Turchia lontana da Europa e Nato

Asia e Oceania

Turchia lontana da Europa e Nato

  • –Alberto Negri

All’alba del colpo di stato fallito del 15 luglio, dopo la notte dei carri armati sui ponti del Bosforo, una strana atmosfera percorreva Istanbul: i tank dei golpisti venivano rimossi dalle gru dei vigili municipali, come se ci fosse stato soltanto un banale ingorgo stradale, ma tutti gli ingressi delle caserme, compreso quello della base della Nato, erano sigillati da autotreni dietro i quali era appostati i poliziotti con i fucili puntati. Poche ore dopo venivano diffuse le foto di militari a torso nudo e con le braccia legate. Mai le forze armate turche, che dal 1960 avevano portato a termine tre colpi di stato, erano state così umiliate.

Eppure proprio su queste forze armate, decimate da un anno di purghe per il legami veri o presunti con l’imam Fethullah Gulen, dovrà contare Erdogan per avviare un’operazione militare nel Nord della Siria con l’obiettivo di spezzare la continuità territoriale delle zone controllate dai curdi siriani. La questione è che se questa operazione ci sarà, come sembra dalla lettura dei giornali turchi, verrà condotta da un esercito Nato senza l’approvazione degli Stati Uniti ma con l’appoggio della Russia.
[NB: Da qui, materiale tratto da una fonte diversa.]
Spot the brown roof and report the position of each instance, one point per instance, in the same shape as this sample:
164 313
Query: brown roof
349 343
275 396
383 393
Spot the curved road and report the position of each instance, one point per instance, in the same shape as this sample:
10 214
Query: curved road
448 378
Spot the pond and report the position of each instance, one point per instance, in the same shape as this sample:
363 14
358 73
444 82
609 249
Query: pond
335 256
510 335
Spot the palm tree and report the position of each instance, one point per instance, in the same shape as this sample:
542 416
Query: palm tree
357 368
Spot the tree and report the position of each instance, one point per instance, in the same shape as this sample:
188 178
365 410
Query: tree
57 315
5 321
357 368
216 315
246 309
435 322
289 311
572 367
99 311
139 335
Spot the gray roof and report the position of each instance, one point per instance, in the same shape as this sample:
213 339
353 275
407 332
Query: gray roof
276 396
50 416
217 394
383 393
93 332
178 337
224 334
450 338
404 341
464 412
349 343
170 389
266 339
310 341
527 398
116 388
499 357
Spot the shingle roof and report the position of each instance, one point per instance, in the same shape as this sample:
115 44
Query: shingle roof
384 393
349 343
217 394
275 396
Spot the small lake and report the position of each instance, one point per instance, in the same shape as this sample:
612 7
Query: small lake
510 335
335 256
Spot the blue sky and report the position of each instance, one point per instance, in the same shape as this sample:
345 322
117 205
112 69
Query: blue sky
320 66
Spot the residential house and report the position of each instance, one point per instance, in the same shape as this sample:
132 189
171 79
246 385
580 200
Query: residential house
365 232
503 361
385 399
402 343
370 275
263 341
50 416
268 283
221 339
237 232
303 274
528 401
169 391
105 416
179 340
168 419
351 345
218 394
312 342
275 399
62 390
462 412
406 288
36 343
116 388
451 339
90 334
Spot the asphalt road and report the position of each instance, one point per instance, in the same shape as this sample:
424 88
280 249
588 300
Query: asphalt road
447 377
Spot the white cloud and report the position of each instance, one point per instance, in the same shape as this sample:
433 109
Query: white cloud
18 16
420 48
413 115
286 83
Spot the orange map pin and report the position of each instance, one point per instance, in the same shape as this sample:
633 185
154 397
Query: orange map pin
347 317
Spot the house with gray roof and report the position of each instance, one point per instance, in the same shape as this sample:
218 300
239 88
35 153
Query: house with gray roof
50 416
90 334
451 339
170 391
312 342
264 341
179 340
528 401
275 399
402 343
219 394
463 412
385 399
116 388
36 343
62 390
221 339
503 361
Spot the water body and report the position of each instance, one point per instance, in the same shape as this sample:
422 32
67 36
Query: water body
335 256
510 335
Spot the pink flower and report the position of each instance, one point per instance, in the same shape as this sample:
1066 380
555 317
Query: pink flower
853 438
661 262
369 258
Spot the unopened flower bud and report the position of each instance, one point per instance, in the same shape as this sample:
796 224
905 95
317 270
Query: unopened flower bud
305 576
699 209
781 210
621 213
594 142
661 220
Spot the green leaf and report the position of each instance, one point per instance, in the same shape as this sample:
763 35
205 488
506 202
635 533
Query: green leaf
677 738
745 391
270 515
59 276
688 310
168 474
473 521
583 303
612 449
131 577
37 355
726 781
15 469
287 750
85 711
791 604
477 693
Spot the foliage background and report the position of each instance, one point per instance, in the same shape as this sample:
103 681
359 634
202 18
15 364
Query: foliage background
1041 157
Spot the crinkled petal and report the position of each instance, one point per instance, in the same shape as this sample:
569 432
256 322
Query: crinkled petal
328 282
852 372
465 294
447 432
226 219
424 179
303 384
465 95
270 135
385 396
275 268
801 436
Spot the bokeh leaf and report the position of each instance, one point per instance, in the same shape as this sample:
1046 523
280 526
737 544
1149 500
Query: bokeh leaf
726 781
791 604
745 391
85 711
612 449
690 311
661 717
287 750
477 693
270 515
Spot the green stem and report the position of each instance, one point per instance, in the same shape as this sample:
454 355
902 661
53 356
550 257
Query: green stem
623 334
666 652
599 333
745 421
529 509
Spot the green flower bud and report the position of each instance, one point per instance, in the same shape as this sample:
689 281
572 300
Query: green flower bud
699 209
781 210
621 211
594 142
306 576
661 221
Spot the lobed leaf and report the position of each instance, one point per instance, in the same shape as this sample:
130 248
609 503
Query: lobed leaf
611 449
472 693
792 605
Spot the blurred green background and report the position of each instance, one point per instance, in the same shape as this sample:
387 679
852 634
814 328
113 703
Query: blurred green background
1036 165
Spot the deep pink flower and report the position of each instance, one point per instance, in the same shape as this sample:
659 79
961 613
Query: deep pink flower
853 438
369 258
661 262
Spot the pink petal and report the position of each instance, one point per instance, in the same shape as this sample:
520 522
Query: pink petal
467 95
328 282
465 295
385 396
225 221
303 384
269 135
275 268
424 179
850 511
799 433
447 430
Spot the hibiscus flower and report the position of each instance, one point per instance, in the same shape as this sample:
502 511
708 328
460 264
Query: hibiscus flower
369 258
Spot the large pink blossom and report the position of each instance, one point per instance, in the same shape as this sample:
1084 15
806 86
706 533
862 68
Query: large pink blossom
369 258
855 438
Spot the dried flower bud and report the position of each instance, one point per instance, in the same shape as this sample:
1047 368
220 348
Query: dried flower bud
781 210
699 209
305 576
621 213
Un anno dopo il colpo di stato la Turchia appare sempre più fuori dall’Alleanza Atlantica e in sintonia sempre maggiore con Mosca.
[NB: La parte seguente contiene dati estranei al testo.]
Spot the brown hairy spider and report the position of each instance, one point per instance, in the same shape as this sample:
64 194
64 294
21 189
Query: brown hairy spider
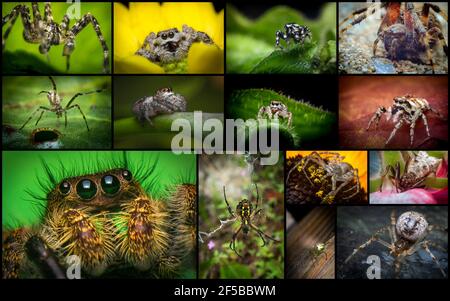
48 33
407 235
274 110
331 165
407 33
417 169
405 110
55 102
246 213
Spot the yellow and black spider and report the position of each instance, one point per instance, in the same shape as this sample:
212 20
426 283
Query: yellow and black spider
246 213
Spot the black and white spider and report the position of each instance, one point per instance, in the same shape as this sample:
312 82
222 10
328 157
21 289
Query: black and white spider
47 32
297 33
405 110
56 107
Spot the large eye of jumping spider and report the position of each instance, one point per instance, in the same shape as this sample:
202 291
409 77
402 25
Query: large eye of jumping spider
165 101
172 45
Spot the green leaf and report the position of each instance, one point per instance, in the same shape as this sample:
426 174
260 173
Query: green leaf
235 271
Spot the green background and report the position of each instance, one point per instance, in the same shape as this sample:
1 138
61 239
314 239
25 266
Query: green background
20 99
23 169
202 93
87 56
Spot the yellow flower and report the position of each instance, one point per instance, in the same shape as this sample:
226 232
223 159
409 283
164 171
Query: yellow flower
133 25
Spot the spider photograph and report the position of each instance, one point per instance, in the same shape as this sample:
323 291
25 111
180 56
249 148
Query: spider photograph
108 214
304 116
393 38
56 112
326 177
145 108
241 217
385 242
56 38
286 38
178 38
392 112
310 242
408 177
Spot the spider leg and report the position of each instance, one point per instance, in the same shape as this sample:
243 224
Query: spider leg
233 241
358 16
41 108
25 14
257 198
397 126
82 114
376 117
374 237
228 205
427 249
80 25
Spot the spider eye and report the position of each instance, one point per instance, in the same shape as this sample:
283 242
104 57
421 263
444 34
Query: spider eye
64 187
110 184
126 174
86 189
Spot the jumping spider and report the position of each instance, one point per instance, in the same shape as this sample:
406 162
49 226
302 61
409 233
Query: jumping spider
56 107
274 110
297 33
407 34
165 101
171 45
330 165
110 222
246 213
417 169
407 234
48 33
405 109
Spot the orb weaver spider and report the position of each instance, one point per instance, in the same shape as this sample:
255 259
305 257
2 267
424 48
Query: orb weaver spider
246 213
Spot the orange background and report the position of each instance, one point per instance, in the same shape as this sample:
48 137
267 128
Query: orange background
358 159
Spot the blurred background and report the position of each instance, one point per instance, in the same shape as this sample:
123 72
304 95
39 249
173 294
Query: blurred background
20 99
356 224
20 57
239 173
202 93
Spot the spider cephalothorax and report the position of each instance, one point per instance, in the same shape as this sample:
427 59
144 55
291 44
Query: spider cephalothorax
110 223
297 33
407 34
56 107
48 33
246 213
171 45
165 101
407 234
405 110
417 169
329 165
274 110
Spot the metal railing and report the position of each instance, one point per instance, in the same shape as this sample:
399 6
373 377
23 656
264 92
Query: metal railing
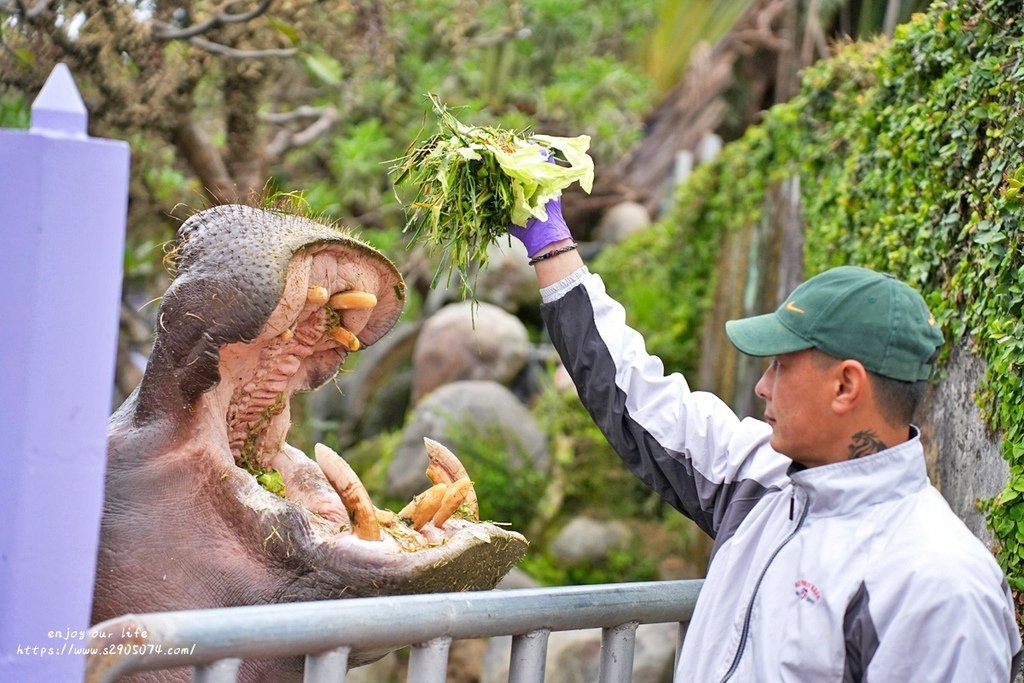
215 642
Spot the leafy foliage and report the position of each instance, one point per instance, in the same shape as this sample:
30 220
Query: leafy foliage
909 155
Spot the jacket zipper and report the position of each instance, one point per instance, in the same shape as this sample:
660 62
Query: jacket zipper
757 586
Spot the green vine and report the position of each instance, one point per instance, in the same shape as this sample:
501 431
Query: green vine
910 154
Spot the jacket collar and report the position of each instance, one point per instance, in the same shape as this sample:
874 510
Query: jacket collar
853 484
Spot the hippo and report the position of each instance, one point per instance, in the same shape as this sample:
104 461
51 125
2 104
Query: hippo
207 505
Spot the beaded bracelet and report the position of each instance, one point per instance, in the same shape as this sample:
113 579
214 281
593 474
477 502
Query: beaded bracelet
553 252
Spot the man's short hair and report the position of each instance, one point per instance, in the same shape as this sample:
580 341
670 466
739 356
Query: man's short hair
897 400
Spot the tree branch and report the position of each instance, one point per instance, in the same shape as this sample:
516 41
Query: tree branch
288 139
28 14
164 31
217 48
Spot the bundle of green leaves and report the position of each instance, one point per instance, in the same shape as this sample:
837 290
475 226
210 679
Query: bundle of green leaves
472 182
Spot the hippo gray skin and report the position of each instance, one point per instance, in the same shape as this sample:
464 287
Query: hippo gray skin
265 304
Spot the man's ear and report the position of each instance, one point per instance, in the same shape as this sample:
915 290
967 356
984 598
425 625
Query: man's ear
851 385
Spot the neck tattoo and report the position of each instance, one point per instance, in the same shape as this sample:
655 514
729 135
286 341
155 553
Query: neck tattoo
865 443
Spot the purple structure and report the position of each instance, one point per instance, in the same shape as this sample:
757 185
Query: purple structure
65 200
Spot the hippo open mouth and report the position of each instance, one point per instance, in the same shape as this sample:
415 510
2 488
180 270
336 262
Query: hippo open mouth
207 504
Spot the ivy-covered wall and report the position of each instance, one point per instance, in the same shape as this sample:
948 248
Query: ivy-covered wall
909 155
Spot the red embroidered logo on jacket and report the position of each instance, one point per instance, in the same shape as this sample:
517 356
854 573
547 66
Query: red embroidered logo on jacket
807 591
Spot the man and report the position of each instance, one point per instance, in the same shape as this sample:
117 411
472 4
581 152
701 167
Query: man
834 557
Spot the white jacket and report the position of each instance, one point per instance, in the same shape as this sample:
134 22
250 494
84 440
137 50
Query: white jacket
852 571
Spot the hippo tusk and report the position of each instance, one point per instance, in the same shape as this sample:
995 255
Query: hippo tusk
353 494
345 338
317 295
444 467
454 497
352 299
423 507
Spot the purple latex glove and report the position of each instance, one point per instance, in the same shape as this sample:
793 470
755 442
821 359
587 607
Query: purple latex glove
539 233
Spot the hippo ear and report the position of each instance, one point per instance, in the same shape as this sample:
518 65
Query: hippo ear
197 317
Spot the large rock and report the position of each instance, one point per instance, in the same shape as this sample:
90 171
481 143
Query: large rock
585 541
508 280
458 410
466 342
621 221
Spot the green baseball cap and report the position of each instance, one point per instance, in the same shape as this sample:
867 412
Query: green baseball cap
849 312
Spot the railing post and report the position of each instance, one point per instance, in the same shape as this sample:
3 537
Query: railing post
61 248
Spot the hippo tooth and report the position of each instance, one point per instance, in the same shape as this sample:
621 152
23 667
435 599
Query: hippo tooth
444 467
454 497
345 338
423 507
317 295
352 299
353 494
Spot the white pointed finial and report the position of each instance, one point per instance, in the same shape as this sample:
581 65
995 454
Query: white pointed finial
58 108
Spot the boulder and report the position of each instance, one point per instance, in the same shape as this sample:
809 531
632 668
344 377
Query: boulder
585 541
461 410
463 341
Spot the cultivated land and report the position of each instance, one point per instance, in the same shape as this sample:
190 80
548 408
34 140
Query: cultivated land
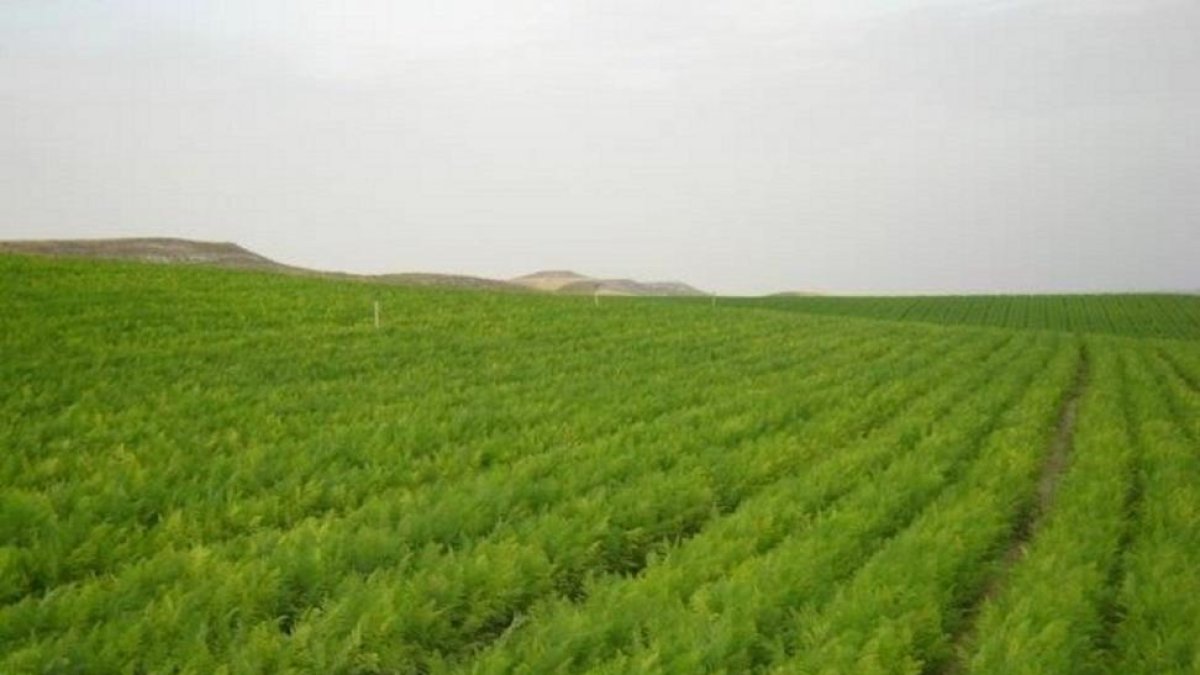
208 471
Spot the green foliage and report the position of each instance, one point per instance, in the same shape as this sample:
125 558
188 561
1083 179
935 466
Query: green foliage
1131 315
213 471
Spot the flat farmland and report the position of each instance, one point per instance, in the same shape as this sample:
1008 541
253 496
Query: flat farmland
223 471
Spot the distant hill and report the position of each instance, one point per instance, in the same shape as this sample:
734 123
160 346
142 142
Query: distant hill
570 282
185 251
221 254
Se la Turchia si impossessa della piazzaforti dei curdi siriani per gli Usa sarà un problema: le truppe curde ora stringono d'assedio il Califfato a Raqqa e saranno costrette a mollare la presa per accorrere a difendere le postazioni nella Siria del Nord.

La geopolitica della Turchia a un anno dal golpe è cambiata. Russi, siriani e milizie sciite filo-iraniane hanno ripreso Aleppo mantenendo Assad
in sella, Ankara è così
venuta a patti con Mosca e Teheran mentre la crisi del Qatar ha aperto un solco con l'Arabia saudita.